After processing in-pixel, only the compressed meaningful data is transmitted downstream to the AI processor, significantly reducing power consumption and bandwidth. “A lot of work went into figuring out the right trade-off between compression and computing on the pixel sensor,” said Joe Mathai, senior research engineer at ISI.
After analyzing that trade-off, the team created a framework that reduces the chip to the size of a sensor. And the data that is transferred from the sensor to the computer is also very small, because data is first pruned, or computed on the pixel itself.
RPIXELS (Recurrent Neural Network Processing In-Pixel for Efficient Low-energy Heterogeneous Systems) is the resulting proposed solution for the DARPA challenge. It combines the frontend in-pixel processing with a backend that the ISI team has optimized to support the front.
In testing the RPIXEL framework, the team has seen promising results: a reduction in both data size and bandwidth of 13.5x (the DARPA goal was 10x reduction of both metrics).
“RPIXELS reduces both the latency (time taken to do the image processing) and needed bandwidth by tightly coupling the fist layers of a neural network directly into the pixel for computing,” said ISI senior computer scientist Andrew Schmidt. “This allows for faster decisions to be made based on what is ‘seen’ by the sensor.
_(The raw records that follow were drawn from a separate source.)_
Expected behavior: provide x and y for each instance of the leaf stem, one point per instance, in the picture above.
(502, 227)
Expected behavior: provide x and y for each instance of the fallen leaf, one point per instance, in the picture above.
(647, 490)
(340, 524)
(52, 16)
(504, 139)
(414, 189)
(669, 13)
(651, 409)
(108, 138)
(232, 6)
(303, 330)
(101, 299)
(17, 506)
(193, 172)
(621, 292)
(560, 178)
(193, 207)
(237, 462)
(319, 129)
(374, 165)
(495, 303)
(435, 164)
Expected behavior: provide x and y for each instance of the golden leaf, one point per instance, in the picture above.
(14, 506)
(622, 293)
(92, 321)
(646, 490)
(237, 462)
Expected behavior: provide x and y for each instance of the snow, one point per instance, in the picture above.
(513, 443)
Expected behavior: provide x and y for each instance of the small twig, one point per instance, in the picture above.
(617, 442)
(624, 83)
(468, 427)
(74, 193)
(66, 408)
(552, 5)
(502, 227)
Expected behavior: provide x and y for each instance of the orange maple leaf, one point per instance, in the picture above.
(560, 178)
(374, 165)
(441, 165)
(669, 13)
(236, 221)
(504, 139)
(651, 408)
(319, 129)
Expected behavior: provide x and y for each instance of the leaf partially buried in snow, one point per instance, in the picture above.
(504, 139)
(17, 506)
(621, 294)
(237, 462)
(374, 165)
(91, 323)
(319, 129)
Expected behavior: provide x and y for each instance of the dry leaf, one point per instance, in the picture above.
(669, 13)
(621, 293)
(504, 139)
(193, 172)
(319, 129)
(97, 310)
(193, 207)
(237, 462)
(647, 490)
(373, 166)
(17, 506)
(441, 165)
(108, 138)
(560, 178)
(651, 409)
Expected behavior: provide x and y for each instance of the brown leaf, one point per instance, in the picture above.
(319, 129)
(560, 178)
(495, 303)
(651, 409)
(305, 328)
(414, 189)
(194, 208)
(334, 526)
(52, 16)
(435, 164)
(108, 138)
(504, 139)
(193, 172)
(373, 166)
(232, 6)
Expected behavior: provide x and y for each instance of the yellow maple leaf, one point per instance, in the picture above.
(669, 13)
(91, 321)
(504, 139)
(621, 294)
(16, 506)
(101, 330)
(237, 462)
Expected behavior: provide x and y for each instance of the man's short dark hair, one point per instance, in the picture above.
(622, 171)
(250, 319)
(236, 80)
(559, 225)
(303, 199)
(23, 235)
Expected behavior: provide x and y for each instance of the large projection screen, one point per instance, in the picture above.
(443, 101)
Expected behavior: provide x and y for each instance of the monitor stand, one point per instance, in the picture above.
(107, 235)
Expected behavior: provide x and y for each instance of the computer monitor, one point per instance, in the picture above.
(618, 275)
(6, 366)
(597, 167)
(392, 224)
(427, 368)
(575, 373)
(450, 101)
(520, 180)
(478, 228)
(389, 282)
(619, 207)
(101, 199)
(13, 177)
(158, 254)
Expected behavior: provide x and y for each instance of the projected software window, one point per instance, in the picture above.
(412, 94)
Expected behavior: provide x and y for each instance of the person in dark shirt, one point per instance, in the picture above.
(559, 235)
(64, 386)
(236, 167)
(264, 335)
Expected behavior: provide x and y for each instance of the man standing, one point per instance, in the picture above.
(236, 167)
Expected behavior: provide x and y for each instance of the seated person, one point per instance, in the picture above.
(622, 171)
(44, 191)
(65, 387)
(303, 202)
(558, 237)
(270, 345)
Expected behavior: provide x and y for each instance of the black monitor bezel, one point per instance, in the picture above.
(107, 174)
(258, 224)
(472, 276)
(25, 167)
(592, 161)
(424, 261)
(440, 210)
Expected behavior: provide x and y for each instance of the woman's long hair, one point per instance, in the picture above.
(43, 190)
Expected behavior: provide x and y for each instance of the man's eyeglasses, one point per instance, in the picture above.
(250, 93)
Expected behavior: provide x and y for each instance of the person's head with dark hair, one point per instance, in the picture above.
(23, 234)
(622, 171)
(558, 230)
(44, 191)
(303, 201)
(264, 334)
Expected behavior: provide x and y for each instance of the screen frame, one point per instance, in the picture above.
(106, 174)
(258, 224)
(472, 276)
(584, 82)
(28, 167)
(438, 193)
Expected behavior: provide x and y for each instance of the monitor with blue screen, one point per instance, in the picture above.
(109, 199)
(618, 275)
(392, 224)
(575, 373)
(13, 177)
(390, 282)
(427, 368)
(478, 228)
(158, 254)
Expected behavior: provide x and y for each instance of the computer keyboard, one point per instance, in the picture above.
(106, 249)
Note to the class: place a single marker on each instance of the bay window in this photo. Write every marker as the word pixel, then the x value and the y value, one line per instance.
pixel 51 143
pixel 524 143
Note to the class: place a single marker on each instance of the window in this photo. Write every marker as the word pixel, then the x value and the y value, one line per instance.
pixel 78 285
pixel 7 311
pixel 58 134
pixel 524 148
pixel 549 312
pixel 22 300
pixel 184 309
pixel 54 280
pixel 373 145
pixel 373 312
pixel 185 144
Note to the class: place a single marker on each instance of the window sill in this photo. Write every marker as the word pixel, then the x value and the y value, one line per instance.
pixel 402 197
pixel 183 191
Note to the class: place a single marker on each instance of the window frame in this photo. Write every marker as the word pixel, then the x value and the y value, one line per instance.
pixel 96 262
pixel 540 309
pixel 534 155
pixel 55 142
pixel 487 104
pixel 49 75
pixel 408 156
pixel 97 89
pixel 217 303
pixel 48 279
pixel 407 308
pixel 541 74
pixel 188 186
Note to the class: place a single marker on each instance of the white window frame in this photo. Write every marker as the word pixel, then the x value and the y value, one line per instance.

It also enables researchers to develop novel backend object detection and tracking algorithms to continue to innovate for more accurate and higher performance systems.”
“This project is a wonderful example of collaboration between the USC ECE department and ISI,” said Peter Bereel, Professor of Computer and Electrical Engineering at ECE. “We’ve mixed ECE’s expertise at the boundary between hardware and machine learning algorithms with the device, circuit and machine learning application expertise at ISI.”
The next step is to create a physical chip by putting the circuit onto a silicon and testing it in the real world, which could, among other things, save some rabbits.